Canada advises Canadians in Turkey to stay indoors

Prime Minister Justin Trudeau issued a statement late on July 15 expressing concern about the uprising by members of Turkey's military

OTTAWA – The Canadian government urged calm in Turkey amid a failed coup attempt Friday and advised Canadians not to travel to the country.

On Saturday, when it became clear the coup was unsuccessful, Foreign Affairs Minister Stephane Dion said he commended the people of Turkey for defending their democracy and civilian rule.

“We are relieved that democracy has been preserved and that the democratically elected government remains in power. We are also encouraged by the gradual return to stability today,” Dion said in a statement.

“We stand with Turkey, a strong partner and NATO ally, as it recovers from these unsettling events. We are confident that the government and the people of Turkey will persevere against these challenges in an orderly and peaceful manner.”

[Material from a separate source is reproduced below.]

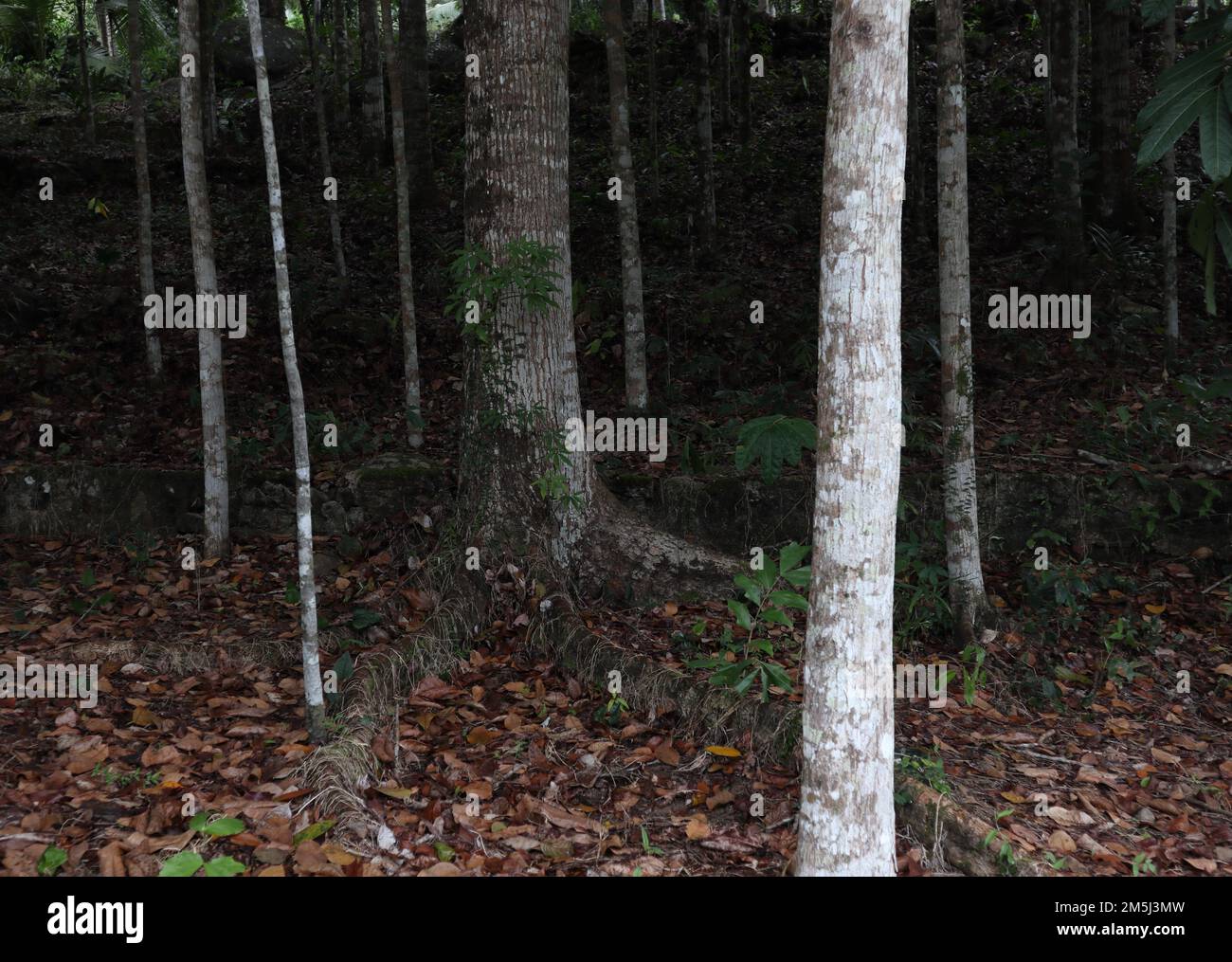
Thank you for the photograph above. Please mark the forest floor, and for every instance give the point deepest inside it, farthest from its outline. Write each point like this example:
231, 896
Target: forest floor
1077, 699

Forces loyal to Turkey’s president quashed the coup attempt in a night of explosions, air battles and gunfire that left some 265 people dead and over 1,400 wounded.

Dion advised Canadians in Turkey to stay indoors, limit their movements and avoid crowds and public gatherings.

Prime Minister Justin Trudeau issued a statement late Friday expressing concern about the uprising by members of Turkey’s military.

“We call for restraint by all parties,” Trudeau’s statement said. “Canada supports the preservation of Turkish democracy, and condemns any attempt to subvert Turkey’s democratic institutions by force of arms.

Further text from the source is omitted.